Understanding how credit works will help you to keep your credit utilization ratio (the percentage of your total credit limit that you use) low and pay off your card in full each month.
Make it a point to never carry a balance by paying in full before the payment due date to establish or preserve good credit.
Lenders may not be receiving that information from your credit report, though. Why is that?
The issue is that credit card companies typically report within a few days or even weeks of the billing cycle ending, which is when your payment is due.
Therefore, the amount you owe will appear on your credit report if you haven’t paid your bill by the end of the billing cycle. Your credit score may be negatively impacted if the amount is large—more than 30% of your credit limit.
If you pay your card in full and it gets reported during the next billing cycle, this might only be a small problem. On the other hand, an unexpectedly high credit card balance on your credit report could be detrimental if you’re getting ready to apply for a large loan, like a mortgage.
It’s best to be aware of your credit card balance at all times and to pay it off as soon as the transactions post to prevent that.
If you receive your payment after the statement due date, your bill will be considered late. This implies that you might be assessed a late fee by your credit card company. Thus, your credit is also damaged, correct?
Nope. According to credit bureau reporting guidelines, your issuer cannot report a late account to the credit bureaus until the bill is thirty days past the due date.
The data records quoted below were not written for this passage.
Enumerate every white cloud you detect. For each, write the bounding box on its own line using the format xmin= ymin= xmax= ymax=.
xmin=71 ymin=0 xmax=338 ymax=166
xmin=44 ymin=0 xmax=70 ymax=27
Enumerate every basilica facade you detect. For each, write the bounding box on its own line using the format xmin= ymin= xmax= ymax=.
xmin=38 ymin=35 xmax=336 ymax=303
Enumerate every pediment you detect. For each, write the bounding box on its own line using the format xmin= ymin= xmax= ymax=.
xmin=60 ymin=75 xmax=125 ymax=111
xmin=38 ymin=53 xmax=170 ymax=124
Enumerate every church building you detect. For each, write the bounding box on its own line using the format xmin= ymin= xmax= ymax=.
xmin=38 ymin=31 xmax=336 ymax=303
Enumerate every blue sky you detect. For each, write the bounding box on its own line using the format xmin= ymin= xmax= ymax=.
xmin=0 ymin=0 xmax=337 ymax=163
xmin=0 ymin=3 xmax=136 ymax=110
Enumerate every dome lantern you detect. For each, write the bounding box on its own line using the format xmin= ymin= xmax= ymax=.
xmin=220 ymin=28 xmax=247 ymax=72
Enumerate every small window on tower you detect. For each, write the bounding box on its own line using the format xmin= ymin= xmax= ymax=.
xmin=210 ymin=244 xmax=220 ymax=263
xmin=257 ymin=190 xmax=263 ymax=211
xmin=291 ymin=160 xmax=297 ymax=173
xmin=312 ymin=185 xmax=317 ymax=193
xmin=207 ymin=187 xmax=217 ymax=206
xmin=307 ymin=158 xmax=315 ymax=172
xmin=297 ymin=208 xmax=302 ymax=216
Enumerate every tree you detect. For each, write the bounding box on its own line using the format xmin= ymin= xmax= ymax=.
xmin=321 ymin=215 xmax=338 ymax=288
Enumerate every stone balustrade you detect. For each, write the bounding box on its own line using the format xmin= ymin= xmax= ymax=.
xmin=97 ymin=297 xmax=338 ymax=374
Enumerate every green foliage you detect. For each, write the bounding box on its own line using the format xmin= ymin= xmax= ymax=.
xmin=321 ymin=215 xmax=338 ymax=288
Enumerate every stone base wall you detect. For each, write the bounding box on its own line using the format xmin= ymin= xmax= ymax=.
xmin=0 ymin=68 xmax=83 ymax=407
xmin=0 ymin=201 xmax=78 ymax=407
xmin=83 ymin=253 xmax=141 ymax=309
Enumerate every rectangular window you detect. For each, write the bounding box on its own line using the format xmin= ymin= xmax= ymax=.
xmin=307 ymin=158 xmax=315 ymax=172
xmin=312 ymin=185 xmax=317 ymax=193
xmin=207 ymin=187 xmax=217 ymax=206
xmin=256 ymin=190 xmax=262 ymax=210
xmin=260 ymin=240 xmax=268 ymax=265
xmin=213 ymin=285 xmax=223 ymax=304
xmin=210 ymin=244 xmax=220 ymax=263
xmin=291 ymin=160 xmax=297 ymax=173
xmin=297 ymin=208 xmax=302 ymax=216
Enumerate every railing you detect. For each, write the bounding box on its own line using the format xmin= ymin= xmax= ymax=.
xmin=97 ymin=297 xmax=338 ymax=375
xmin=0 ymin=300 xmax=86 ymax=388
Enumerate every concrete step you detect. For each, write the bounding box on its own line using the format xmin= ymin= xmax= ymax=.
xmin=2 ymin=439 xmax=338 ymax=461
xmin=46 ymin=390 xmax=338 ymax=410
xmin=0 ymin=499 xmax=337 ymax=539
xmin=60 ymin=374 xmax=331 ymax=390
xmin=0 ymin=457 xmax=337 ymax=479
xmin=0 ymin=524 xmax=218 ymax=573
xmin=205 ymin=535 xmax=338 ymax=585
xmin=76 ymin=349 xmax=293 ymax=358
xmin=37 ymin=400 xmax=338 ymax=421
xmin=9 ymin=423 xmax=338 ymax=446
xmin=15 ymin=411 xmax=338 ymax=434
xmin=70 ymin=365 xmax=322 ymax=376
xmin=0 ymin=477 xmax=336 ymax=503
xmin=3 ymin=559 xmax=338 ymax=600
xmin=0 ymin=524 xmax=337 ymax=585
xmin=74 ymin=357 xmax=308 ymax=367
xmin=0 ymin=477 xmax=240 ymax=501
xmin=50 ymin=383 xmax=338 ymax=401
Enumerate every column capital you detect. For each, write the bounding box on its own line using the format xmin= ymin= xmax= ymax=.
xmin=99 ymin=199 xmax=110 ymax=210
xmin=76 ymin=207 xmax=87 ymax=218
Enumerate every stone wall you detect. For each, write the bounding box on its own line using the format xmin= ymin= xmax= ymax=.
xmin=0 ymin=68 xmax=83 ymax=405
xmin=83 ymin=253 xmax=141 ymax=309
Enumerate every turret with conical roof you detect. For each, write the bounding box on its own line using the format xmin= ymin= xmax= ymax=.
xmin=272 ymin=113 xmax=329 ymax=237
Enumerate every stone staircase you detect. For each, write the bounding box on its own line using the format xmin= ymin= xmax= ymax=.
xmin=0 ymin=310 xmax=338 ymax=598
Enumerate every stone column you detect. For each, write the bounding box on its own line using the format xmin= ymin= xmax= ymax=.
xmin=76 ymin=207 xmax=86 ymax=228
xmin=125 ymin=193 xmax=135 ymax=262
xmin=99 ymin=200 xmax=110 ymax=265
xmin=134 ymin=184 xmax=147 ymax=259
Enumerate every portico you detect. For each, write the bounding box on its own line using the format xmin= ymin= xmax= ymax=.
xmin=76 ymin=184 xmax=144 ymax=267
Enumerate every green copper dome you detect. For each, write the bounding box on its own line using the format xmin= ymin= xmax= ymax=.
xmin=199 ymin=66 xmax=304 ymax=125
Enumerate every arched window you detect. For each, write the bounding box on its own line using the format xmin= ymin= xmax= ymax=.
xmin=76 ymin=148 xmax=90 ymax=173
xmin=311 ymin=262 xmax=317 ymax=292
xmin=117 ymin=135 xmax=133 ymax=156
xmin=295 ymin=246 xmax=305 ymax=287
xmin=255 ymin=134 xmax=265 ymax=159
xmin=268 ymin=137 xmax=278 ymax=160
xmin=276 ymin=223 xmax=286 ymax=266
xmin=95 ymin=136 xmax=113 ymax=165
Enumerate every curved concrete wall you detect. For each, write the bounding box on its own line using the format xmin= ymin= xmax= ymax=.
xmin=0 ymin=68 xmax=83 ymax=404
Furthermore, the CARD Act states that it cannot increase your rate unless you are 60 days or more past due.
Your credit card issuer might be able to assist you if financial difficulties prevent you from paying your credit card bills.
For customers who are struggling financially, several issuers provide credit card hardship programs. These programs might be able to assist, in lowering your interest rate, temporarily waiving some fees, and more, if you qualify.
Being organized and moving quickly are essential to obtaining relief from your lender. Get in touch with your credit card issuer right away if you are unable to make the minimum payment. Be ready to explain to them why you are unable to make the payment, how much you can afford, and when you plan to resume making your regular payments. Many issuers might be willing to work with you until your financial emergency passes, though this is by no means a guarantee.
Apart from contacting your lender for assistance, you might want to think about having a conversation with a credit counselor. A credit counseling service can guide you through the process of getting your finances back on track and assist you in developing a plan for paying off your debt.
There are instances when a specific credit card works well for you, and then it doesn’t. It’s not good for your credit to close a card, and you might not be thrilled with your options for a new product.
Thankfully, there might be an additional option. A retention offer is one way that certain issuers can persuade you to keep your card.
The issuer of your credit card may offer you a perk to convince you to keep the card if you call and tell them you’re thinking of canceling because you don’t want to pay the annual fee or the rewards don’t work for you anymore. Your annual fee might be lowered or waived. Bonus points or statement credits might even be awarded to you.
Naturally, there is no guarantee of this. While some issuers are renowned for their generous retention offers, others hardly ever offer them. Furthermore, card issuers are more likely to make an effort to retain customers who regularly use their cards.
It doesn’t hurt to call and inquire in any case. Be careful not to indicate that you’ve already chosen to close the card. Say you’re thinking about it. If not, a representative might simply offer to shut the card on your behalf.
Beyond the terms and conditions of your credit card, there’s more to know about it. The greater your knowledge of credit cards, the more advantageous they will be to you.